Sejak turun drastis pada awal tahun
ini, harga minyak dunia mulai merangkak naik. Bahkan, kemarin harga minyak WTI
sempat menyentuh level US$ 51,5 per barel.
Kenaikan harga minyak dunia ini
tentu saja akan berdampak pada anggaran negara. Baik di sisi penerimaan dan
belanja. Kenaikan harga minyak dunia tentu bakal berdampak positif bagi
penerimaan negara.
Sebab, penerimaan dari sektor migas
akan terkerek. Di sisi lain, beban belanja subsidi juga bakal naik, meski tidak
signifikan.
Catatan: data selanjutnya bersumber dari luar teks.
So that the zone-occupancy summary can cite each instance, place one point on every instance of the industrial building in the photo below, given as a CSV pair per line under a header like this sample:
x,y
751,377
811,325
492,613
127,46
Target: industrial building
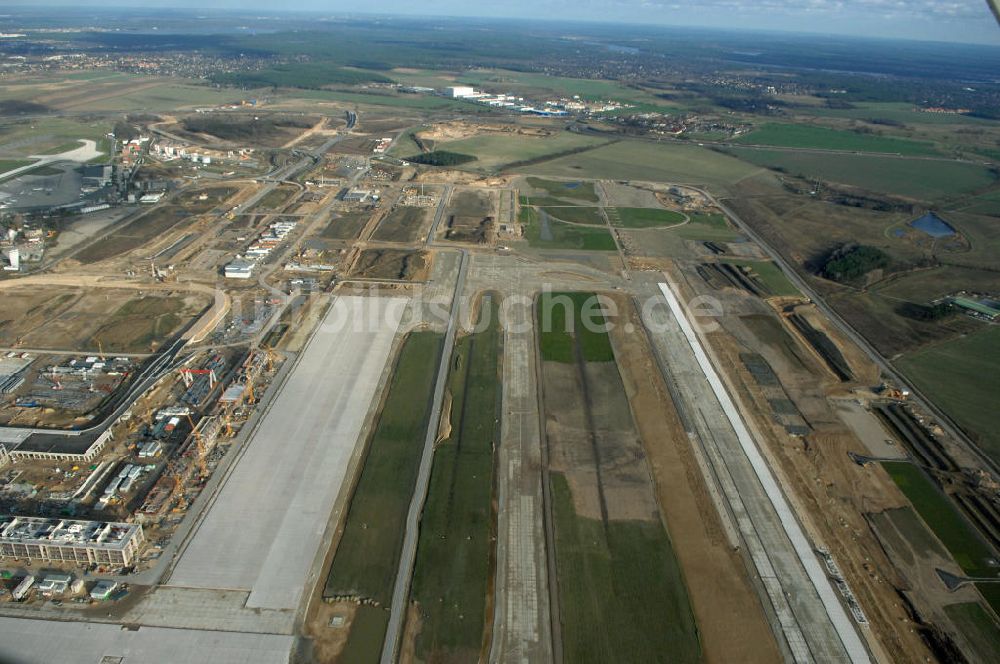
x,y
85,542
240,268
97,175
461,91
13,260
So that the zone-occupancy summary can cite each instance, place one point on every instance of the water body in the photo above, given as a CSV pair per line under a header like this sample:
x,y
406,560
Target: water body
x,y
933,225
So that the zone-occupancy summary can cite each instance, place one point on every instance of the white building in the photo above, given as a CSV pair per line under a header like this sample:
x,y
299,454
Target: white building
x,y
83,542
239,269
461,91
55,584
14,258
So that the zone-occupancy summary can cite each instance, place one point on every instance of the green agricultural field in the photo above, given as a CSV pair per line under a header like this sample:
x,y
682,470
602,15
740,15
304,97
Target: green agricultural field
x,y
961,376
810,136
367,557
403,224
420,102
405,145
621,590
7,165
588,216
978,627
894,112
364,641
646,161
494,151
575,190
704,227
988,204
964,544
770,275
622,595
453,570
645,217
566,317
168,97
554,234
276,198
923,179
20,139
531,84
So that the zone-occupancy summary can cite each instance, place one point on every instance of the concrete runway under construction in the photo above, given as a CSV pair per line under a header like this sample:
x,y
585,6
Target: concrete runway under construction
x,y
265,526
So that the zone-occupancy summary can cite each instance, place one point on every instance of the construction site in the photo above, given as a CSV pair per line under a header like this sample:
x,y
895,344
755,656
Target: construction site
x,y
342,408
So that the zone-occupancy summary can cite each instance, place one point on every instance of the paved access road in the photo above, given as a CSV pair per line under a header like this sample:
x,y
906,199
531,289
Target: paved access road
x,y
28,641
407,558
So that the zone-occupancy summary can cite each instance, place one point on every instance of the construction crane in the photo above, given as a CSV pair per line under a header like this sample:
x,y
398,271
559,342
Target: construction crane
x,y
199,448
228,422
272,356
174,469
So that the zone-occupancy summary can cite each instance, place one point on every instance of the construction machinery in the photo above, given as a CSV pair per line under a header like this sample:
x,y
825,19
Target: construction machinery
x,y
186,376
200,451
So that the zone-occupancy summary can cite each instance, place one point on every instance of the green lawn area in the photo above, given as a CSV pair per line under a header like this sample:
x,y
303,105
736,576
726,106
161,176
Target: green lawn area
x,y
405,145
894,111
171,96
770,275
988,204
622,596
21,139
978,627
928,180
961,376
810,136
589,216
12,164
452,575
943,518
367,557
493,151
704,227
644,217
530,84
422,102
364,641
276,198
574,190
646,161
585,322
564,236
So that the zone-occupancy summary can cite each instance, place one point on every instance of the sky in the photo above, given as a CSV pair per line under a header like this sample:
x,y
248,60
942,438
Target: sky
x,y
937,20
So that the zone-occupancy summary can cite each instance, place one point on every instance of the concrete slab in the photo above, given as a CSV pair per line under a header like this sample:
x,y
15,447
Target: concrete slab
x,y
814,624
262,533
521,630
51,642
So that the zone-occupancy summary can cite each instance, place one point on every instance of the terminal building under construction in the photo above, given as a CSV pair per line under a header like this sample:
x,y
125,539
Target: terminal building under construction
x,y
54,540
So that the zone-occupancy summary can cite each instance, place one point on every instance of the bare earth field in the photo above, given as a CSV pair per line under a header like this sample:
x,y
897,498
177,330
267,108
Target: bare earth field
x,y
68,319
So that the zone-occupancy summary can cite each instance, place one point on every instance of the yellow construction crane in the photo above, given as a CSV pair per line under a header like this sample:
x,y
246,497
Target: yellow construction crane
x,y
272,356
199,455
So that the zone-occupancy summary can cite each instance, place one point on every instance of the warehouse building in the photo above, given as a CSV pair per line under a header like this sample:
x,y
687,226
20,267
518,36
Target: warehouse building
x,y
239,269
83,542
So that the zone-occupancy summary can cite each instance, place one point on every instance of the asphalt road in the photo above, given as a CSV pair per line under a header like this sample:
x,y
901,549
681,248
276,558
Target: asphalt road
x,y
401,591
886,367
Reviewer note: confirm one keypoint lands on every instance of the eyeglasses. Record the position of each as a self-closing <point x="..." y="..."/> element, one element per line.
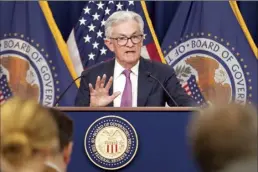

Sebab saat ini porsi subsidi energi sudah jauh lebih kecil
dibanding sebelumnya.
Menurut saya [Enny Sri Hartati ] kenaikan harga minyak dunia kali ini tak akan berdampak
signifikan terhadap ekonomi dalam negeri. Sebab, harga minyak dunia belum akan
naik signifikan lantaran permintaan minyak global belum pulih seiring pemulihan
ekonomi global yang berjalan lambat. Sehingga, sampai akhir tahun ini harga minyak
tidak akan melambung cukup tinggi.
Kalaupun ada kenaikan harga minyak
dunia, saya [Enny
Sri Hartati ] yakin pemerintah tak akan
terburu-buru melakukan penyesuaian. Apalagi, dalam Rancangan Anggaran
Pendapatan dan Belanja Negara Perubahan (RAPBN-P) 2016 pemerintah justru merevisi
turun asumsi harga minyak dunia dari yang semula US$ 50 per barel menjadi US$
35 per barel.
Berkaca dari hal itu, kenaikan harga
minyak dunia ini juga tidak akan berdampak besar pada ekonomi domestik. Daya
beli masyarakat juga tidak banyak terganggu akibat kenaikan harga minyak dunia.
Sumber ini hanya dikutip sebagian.